Sir Steven Geoffrey Redgrave CBE DL (born 23 March 1962) is a retired British rower who won gold medals at five consecutive Olympic Games from 1984 to 2000. He has also won three Commonwealth Games gold medals and nine World Rowing Championships golds. He is the most successful male rower in Olympic history and is regarded as one of Britain’s greatest-ever Olympians.
However, Sir Steve Redgrave was diagnosed with diabetes at the age of 35, while he was training for the 2000 Sydney Olympics. Having won gold at the previous four games, large amounts of pressure had been placed on him and didn’t think he’d be able to compete with a potentially debilitating illness.

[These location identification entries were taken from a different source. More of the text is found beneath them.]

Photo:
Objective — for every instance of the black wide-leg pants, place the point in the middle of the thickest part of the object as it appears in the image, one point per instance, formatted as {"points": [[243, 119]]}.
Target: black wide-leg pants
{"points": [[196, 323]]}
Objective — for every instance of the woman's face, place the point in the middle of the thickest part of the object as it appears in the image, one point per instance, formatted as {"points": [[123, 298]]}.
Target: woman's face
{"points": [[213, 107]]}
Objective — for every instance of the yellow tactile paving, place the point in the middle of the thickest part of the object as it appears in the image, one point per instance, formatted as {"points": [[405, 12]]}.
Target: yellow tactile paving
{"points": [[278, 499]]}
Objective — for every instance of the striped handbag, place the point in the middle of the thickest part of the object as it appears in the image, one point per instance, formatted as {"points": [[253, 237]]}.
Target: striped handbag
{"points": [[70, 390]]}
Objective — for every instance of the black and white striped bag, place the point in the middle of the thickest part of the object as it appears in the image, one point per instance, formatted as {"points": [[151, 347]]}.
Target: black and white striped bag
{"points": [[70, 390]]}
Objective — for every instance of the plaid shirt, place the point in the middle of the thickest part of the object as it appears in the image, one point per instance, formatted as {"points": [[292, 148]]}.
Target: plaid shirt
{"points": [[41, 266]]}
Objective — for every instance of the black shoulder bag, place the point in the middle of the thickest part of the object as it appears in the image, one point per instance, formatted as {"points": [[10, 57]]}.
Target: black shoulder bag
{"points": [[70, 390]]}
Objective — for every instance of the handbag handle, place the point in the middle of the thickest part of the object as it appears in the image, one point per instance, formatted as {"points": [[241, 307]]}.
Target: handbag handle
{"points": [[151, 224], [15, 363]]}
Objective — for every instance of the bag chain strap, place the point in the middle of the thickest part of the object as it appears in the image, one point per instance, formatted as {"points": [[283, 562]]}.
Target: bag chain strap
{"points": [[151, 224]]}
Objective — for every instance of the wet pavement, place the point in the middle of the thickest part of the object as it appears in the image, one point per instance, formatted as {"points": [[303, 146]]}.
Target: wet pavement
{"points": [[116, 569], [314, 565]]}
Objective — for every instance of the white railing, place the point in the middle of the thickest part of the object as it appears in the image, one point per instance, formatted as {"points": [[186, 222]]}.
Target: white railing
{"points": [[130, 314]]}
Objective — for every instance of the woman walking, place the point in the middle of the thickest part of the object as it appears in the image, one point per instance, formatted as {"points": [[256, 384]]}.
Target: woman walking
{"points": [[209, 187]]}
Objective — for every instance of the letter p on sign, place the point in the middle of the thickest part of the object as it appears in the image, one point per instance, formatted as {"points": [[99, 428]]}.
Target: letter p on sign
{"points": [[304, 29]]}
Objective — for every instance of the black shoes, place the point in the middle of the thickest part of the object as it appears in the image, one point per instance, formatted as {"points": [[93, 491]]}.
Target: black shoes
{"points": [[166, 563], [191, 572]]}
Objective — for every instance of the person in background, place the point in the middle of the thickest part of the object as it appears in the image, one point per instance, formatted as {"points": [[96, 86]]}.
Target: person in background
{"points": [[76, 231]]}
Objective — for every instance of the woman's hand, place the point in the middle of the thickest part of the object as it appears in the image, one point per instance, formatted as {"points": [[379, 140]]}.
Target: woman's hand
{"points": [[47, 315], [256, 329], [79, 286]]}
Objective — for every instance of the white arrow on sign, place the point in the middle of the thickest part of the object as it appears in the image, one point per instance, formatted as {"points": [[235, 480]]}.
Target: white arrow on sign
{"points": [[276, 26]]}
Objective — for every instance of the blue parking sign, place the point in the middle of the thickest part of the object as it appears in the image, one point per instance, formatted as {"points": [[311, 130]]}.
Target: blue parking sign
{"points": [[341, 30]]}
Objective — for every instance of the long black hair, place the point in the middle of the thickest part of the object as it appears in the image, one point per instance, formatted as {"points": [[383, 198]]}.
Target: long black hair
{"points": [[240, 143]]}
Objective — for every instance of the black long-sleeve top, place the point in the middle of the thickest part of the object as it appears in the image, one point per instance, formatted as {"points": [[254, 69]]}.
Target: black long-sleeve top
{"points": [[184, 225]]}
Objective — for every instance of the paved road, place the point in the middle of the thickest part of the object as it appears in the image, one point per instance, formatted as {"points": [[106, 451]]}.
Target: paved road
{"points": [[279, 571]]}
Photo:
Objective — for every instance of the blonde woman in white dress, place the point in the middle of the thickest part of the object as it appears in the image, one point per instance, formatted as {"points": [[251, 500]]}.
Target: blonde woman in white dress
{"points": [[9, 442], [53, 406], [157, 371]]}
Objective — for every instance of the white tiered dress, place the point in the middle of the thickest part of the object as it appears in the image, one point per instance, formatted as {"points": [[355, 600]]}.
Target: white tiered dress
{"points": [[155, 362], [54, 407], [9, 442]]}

His consultant, however, Dr Ian Gallen, said there was no reason why he shouldn’t be able to achieve his dream of rowing at the Sydney games. Despite this, the pair had to navigate a host of challenges – for example, Redgrave had to get used to injecting insulin and regularly changing aspects of his diet to keep up with his gruelling training regime.
Going on to winning his 5th gold medal, Redgrave is an extremely inspirational person not only in British rowing but sport in general. His persistent to train at such a high level and ability to adapt to a major obstacle in his life make him such a good example of what a good sportsperson should be like, and the reason why many look up to him today.